Some fairness, Mixon and Diggs did work out. Before injuries BUT, Caserio got cute with that approach again though doing it 3 levels worse. With a "buy low" Christian Kirk and Chubb. Then buying even lower with spare parts o-lineman. Then even lower than that, with a no-experience O coordinator. Or put it this way, of all the moves on offense, broken Nick Chubb was the safest predictable to perform . Yeesh Even on Mixon & Diggs, the contract situations seemed a bit premature reward Yeah that is not a satisfactory grade.
Yawn. He has “earned a dismissal”, and ANYONE would surely agree, brought to you by the same person who said: “The Texans were 3-13-1 in '22; they had no business winning 10, 10 and 12 games in the subsequent seasons. That's not how rebuilds go.” I’m curious as to how you think they accomplished this unprecedented rebuild (your words not mine) while simultaneously logging “far more misses than hits” (also your words)? This is surely one of the great NFL mysteries of our time if true, right?
Barring trading CJ, the focus needs to be on how management rehabilitates him. If CJ falls on his face again then we can draft a replacement in the 27' draft, which should have many promising QB prospects.
If I'm Cal McNair, I'm asking how my management team ruined an all-pro, rookie, QB in only two seasons. I mean, we can draft another QB but will Houston's coaching staff destroy him too?
Apologies. I assumed I was addressing someone who realized that Culley and Lovie weren’t hired as anything more than placeholders. The point I until now assumed was obvious was this - teams often hire coaches to get them through down periods when they know they have no chance of being good (David Culley, Bo Porter), before settling on a long term solution (Demeco Ryans). I’ll be sure to spell it out more clearly in the future for those who have trouble fathoming such advanced concepts.

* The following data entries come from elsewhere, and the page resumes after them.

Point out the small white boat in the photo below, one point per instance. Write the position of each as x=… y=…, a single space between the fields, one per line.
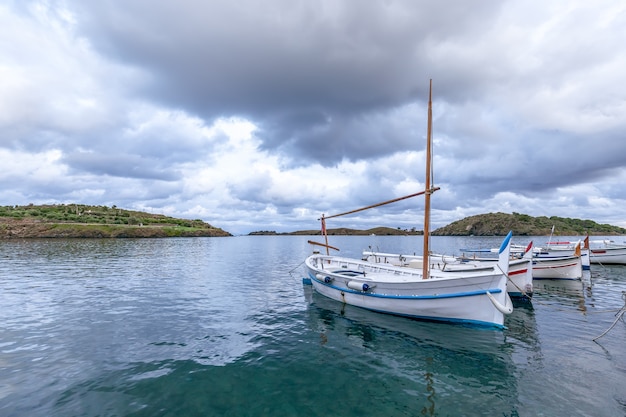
x=559 y=249
x=476 y=297
x=607 y=252
x=545 y=267
x=564 y=267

By re-signing CJ longterm, McNair and Caserio are acknowledging that Houston management is largely responsible for his ruin. Undoubtedly they are working hard behind the scenes to rectify their horrific failure with CJ, and that is great news because we know that he can be great.
If the guaranteed portion is low, a CJ extension now perhaps wouldn't be the worst thing in the world. Not rushing it, though.